Full morning sun with partial afternoon shade.
Cold hardiness varies with type. Asiatic hybrids tolerate temperatures to -37C (-35F), but taller Oriental lilies and hybrids are hardy to -32C (-25F). With excellent drainage, lilies can be grown in areas with quite harsh winters.
Topdress with rich compost in late spring, after new growth appears. Fertilise with a liquid fertiliser in early summer, when plants are growing rapidly.

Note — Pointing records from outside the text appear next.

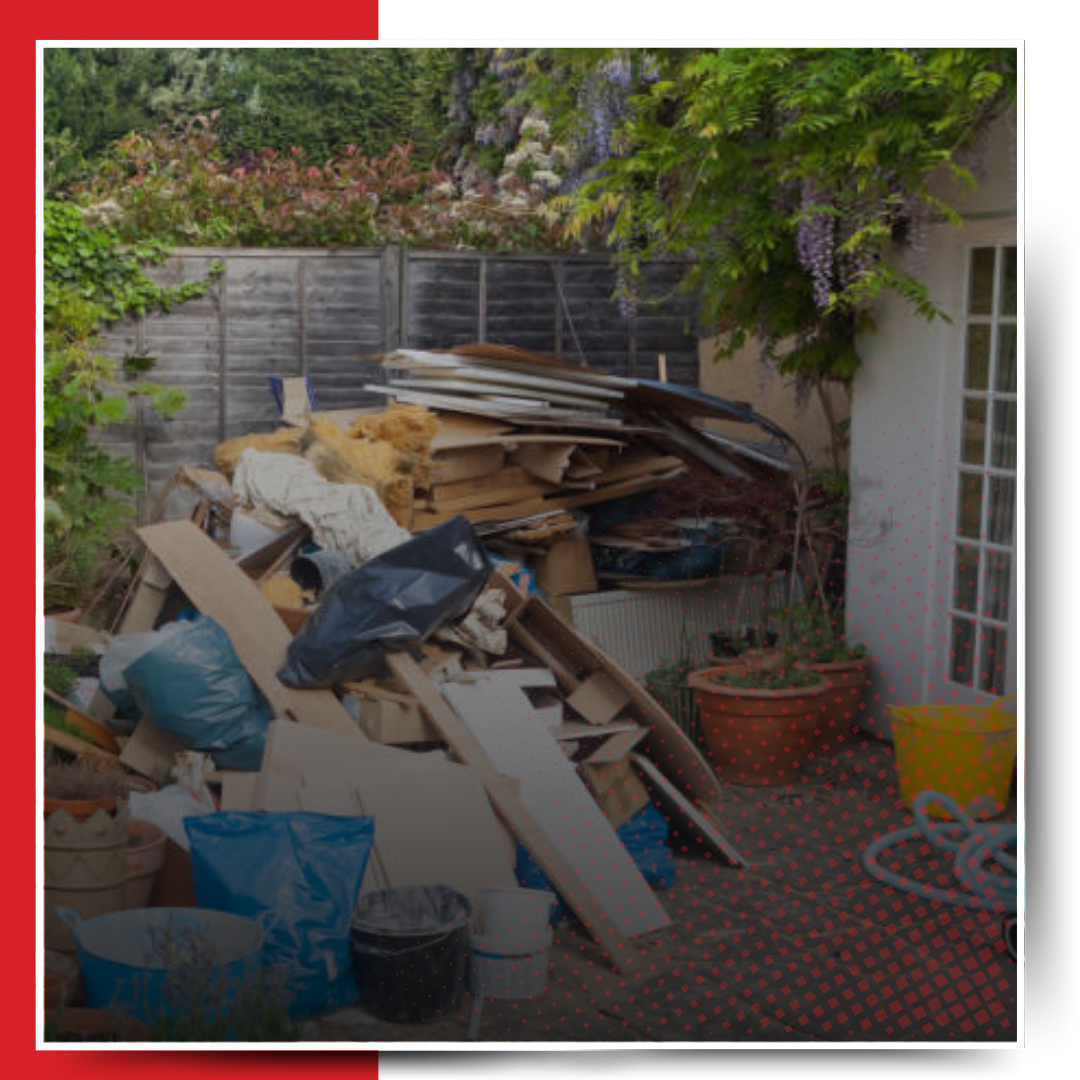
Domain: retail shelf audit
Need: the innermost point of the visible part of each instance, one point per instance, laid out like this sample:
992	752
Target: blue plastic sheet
196	688
644	836
306	871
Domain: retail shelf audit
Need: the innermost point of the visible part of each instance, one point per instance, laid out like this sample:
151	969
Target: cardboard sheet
224	592
500	716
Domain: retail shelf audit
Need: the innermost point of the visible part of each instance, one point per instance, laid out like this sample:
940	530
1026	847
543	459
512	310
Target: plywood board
238	790
544	634
453	466
505	794
501	717
547	460
456	489
223	591
393	724
294	748
618	788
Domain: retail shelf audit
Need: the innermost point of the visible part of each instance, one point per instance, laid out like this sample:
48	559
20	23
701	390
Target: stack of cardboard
459	752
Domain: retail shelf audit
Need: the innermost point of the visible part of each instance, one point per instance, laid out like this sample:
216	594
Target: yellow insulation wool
409	428
377	464
283	441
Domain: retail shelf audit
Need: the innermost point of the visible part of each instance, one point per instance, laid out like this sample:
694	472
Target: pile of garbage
336	682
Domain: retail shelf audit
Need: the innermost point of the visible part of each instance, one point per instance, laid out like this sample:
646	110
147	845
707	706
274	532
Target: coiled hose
971	845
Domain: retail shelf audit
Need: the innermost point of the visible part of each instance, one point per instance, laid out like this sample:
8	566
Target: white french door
976	630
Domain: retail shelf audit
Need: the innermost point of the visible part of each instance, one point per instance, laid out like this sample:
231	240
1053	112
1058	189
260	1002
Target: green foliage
58	677
794	176
767	678
815	632
180	189
91	279
321	100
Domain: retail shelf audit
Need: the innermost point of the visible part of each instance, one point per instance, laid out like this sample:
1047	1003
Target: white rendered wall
904	433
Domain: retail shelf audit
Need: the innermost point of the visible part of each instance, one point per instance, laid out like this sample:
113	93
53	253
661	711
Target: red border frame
360	21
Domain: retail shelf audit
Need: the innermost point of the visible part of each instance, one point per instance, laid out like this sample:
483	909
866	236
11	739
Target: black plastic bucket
410	950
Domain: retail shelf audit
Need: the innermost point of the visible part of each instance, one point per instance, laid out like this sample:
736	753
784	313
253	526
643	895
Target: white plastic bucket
516	918
496	972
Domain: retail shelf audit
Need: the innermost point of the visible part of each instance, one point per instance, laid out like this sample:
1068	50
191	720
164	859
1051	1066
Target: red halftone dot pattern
802	943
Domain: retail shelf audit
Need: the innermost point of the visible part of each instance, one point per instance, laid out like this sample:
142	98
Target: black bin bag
392	602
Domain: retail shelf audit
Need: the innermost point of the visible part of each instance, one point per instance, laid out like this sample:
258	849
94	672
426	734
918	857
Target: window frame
943	609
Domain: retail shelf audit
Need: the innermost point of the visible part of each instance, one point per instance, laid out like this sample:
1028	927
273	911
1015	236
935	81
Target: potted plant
821	646
760	721
746	646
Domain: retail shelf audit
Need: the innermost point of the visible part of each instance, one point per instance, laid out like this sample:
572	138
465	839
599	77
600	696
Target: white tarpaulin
348	518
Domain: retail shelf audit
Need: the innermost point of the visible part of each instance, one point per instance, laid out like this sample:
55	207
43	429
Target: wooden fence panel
284	312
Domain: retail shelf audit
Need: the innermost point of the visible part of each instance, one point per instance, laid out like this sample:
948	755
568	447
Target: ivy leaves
91	279
795	176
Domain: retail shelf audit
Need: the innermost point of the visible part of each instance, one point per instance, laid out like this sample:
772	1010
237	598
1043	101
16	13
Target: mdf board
433	824
496	710
221	591
292	750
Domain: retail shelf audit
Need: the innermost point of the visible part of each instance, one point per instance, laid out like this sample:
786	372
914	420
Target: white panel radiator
643	629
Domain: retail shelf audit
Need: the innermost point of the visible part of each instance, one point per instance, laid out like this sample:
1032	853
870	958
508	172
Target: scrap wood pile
322	624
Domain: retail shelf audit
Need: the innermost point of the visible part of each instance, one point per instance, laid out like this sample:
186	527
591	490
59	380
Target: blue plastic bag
304	868
194	687
644	836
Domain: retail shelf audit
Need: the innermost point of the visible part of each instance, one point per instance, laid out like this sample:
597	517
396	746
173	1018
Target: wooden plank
505	512
666	744
475	485
434	824
293	748
505	794
497	495
450	467
495	709
238	790
223	591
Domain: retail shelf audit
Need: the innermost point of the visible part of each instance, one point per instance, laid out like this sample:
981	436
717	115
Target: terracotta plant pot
80	809
94	1025
146	852
61	977
757	737
846	682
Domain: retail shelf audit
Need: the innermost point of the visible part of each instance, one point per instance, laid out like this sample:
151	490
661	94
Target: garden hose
971	846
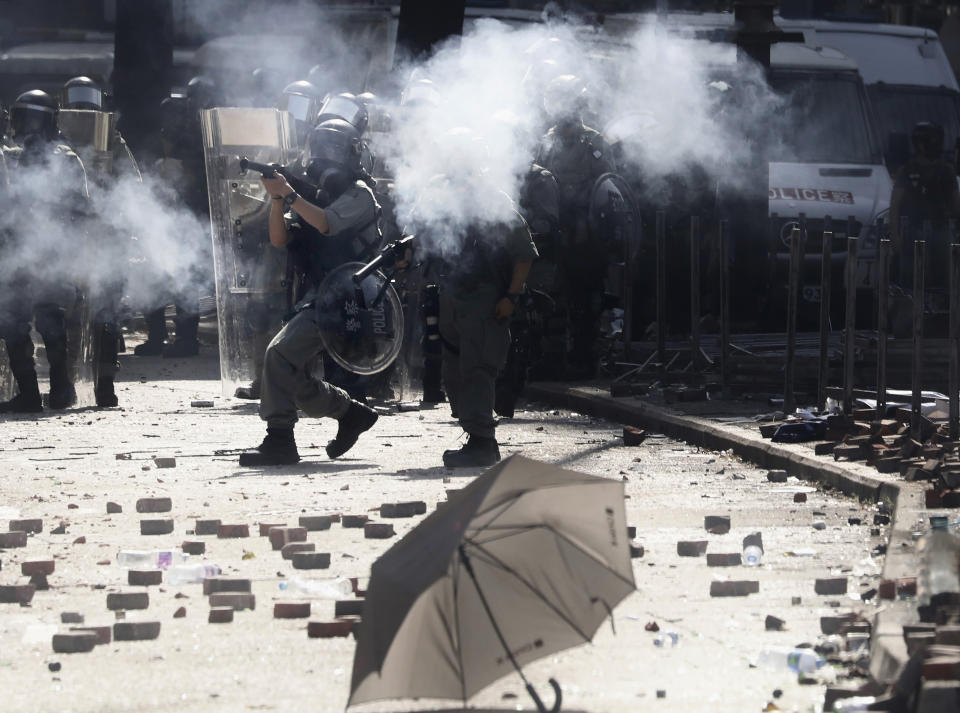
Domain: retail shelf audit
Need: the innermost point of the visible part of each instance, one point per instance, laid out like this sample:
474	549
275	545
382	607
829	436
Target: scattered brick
213	585
128	600
34	525
154	505
726	559
265	527
739	588
688	548
280	536
293	548
220	615
78	642
291	610
310	560
348	607
378	530
206	527
194	547
104	634
830	585
633	436
328	629
156	527
28	569
144	577
16	593
313	523
237	600
717	524
13	539
230	531
136	630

When grown in good soil, lilies do not require much fertiliser.
Tall Oriental lilies make regal plants for the back of a mixed border. Smaller Asiatic lilies grow to only 36in (9cm) tall and work well as feature plants that bloom in early summer. Use small mound-forming annuals like lobelia, portulaca, or sweet alyssum to hide the bare bases of lilies.
Single Plants: 30cm (11") each way (minimum)
Rows: 20cm (7") with 35cm (1' 1") row gap (minimum)
Sow and Plant
Prepare wide planting holes dug to at least 30cm (12in) deep, and generously enrich the holes with rich compost and a balanced organic fertiliser. Plant lily bulbs deep, so that the tops of the bulbs are covered with 12cm (15in) of soil. When planting container-grown lilies, set them in prepared holes about 5cm (2in) deeper than they grew in their pots. Allow 30cm (12in) between Asiatic lilies but space tall Oriental lilies 20cm (8in) apart.
Our Garden Planner can produce a personalised calendar of when to sow, plant and harvest for your area.
Lilies bloom all at once, and because of their large blossoms they are often used as feature flowers. Tall Oriental hybrids are fragrant, and make long-lived cut flowers. Colours include white, red, orange, and many shades of pink and red.
Cut lilies for arrangements when the buds are on the verge of opening, preferably in early morning. Immediately plunge the stems into cool water. As the flowers fade in the garden, snip them off with scissors or secateurs.
Invasive lily leaf beetles chew holes in lily leaves. They drop to the ground when disturbed, and can be collected by shaking them into broad pans of soapy water, or tarps spread over the ground. Use a spinosad-based biological insecticide to bring lily leaf beetle larvae under control.